As contract season fast approaches, now is a great time for both schools and job seekers to focus in on exactly what they are looking for. As I have written in previous blogs and publications, hiring has become more complex due to a variety of factors that impact both job seekers and employers. With a low national unemployments rate, increase in the number of people involed in the “gig” economy, and significant changes in corporate policies that are attractive to Gen Y and Gen Z workers, boarding schools are in an interesteing postion. So too are potential teachers. In this sense, boarding schools must highlight the “lifestyle” found at boarding schools if they are to attract and hire the best employees. Salaries at most schools are not going to be able to compete with the for-profit sector nor are boarding schools going to be able to offer the flexibility being found in the corporate world with regard to hours, remote working, etc. However, this is not all bad. What is the best part about working at a boarding school? Lifestyle! Interacting with young people! Community! As a school, highlighting these dimensions will be key to finding the right people for your program.
From the viewpoint of the jobseeker, now is a good time to look for schools that have a culture and community that fit what you are looking for. Does the school offer new faculty support? Is there room for growth? Does the school leadership have a philosophy that aligns with your values? Does the school offer tuition remission, graduate study support, summer travel/enrichment, childcare? Is the school a forward thinking organization or traditional in its function and mindset? Would you feel comfortable there? What is the makeup of the faculty at the school with regard to gender, age, and diversity? Is this an issue for you?
Given the data that suggests younger workers remain at jobs less than three years, how are schools approaching potential rapid turnover? Are they okay with it or are they working hard to hold onto talented employees? If so, what does this look like for your school?
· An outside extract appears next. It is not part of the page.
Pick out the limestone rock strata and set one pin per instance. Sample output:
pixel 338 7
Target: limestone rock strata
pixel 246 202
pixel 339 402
Stipends are attractive, but only go so far. Staffing modifcations work, but take a time investment on the part of schools to get the pieces right. Little items really pay off, such as allowing new faculty a voice or opportunity for leadership. As well, a single reduction in any one area can mean the difference between losing a potential hire or talented faculty member or keeping them on for several years.
Hiring and job searches are both complex and stressful, however, when candidates and schools forus on “fit” and “feel”, matches can be found that reward both sides of the table. Job seekers need to be realistic AND clear regarding what they are looking for. Schools, on the other hand, need to come to understand that hiring has changed and needs to be more individual when pertianing to candidates. Both parties need to be honest and clear. Both parties need to be realistic about the current climate surrounding hiring and jobs. If this occurs, schools will be able to hire faculty that add to the organization and teachers will be able to find a community in which to work, live, and thrive.